The committee discussed the business plans for both PTV and PBC, stressing the importance of operational excellence and the timely implementation of actions to achieve the desired results.
Additionally, the committee recommended that the Ministry of Information, through the administrative boards of PBC and PTV, explore ways to utilize unutilized assets, favoring private-sector sales of these assets over real estate activities that could distract from the primary role of state broadcasters.
The business plans also include suggestions for increasing revenue, securing sponsorships, and cutting operational costs.
However, the committee was informed of challenges identified through a PESTLE analysis, a tool used to assess external factors influencing business strategies. As a state-run broadcaster, PTV is subject to government oversight, which can alter content and organizational priorities. Unlike private channels, PTV’s public service mandate limits its advertising revenue, impacting profitability.
Despite these hurdles, Pakistan has over 90 million TV viewers, and TV advertising spending reached Rs50 billion in FY2023-24, up from Rs43.4 billion in the previous year. In contrast, digital media advertising spending dropped to Rs25.25 billion in FY2023-24 from Rs26.5 billion the year before, according to the Ministry of Information.
For PBC, the business plan focuses on boosting income through improved programming, enhanced signal quality, and the use of seven large unused spaces and six vast tracts of land in different cities.
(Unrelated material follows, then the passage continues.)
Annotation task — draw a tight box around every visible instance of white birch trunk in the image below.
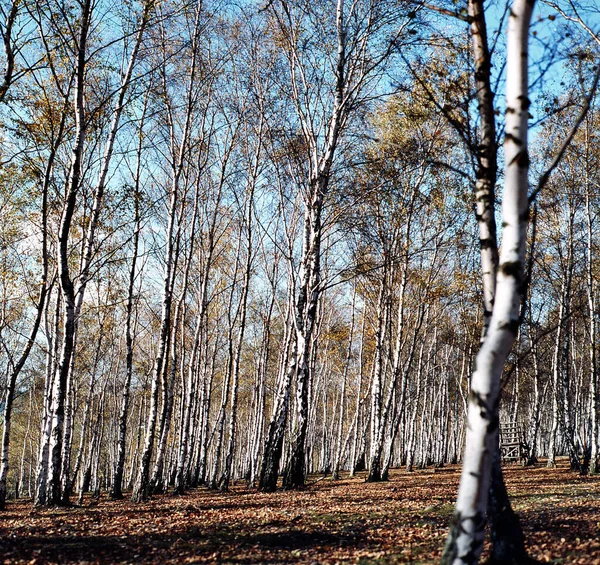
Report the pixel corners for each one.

Proposed measures include placing ATM booths and advertising billboards at key Radio Pakistan locations.
The committee was informed that PBC could achieve financial self-sufficiency within two years of implementing the plan, according to the Ministry of Finance.
In addition to the broadcaster business plans, the committee approved the reconstitution of the Board of Directors for the Karachi Tools, Dies, and Mould Centre (KTDMC) under the Ministry of Industries and Production. The CCoSOEs approved the appointment of five private-sector candidates and ex-officio directors for a three-year term, with Abdur Razaaq Gauhar serving as the Board’s Chairman. This reconstitution aims to improve corporate governance and ensure effective decision-making.
The committee also approved the reconstitution of the Board of Directors for the Technology Upgradation and Skills Development Company (TUSDEC). Six private-sector candidates and ex-officio directors were appointed for a three-year term, with Muhammad Noorud Din Daud as Chairman. These changes are in line with the SOEs Ownership and Management Policy, 2023, to improve operational efficiency and align the company’s objectives with national priorities.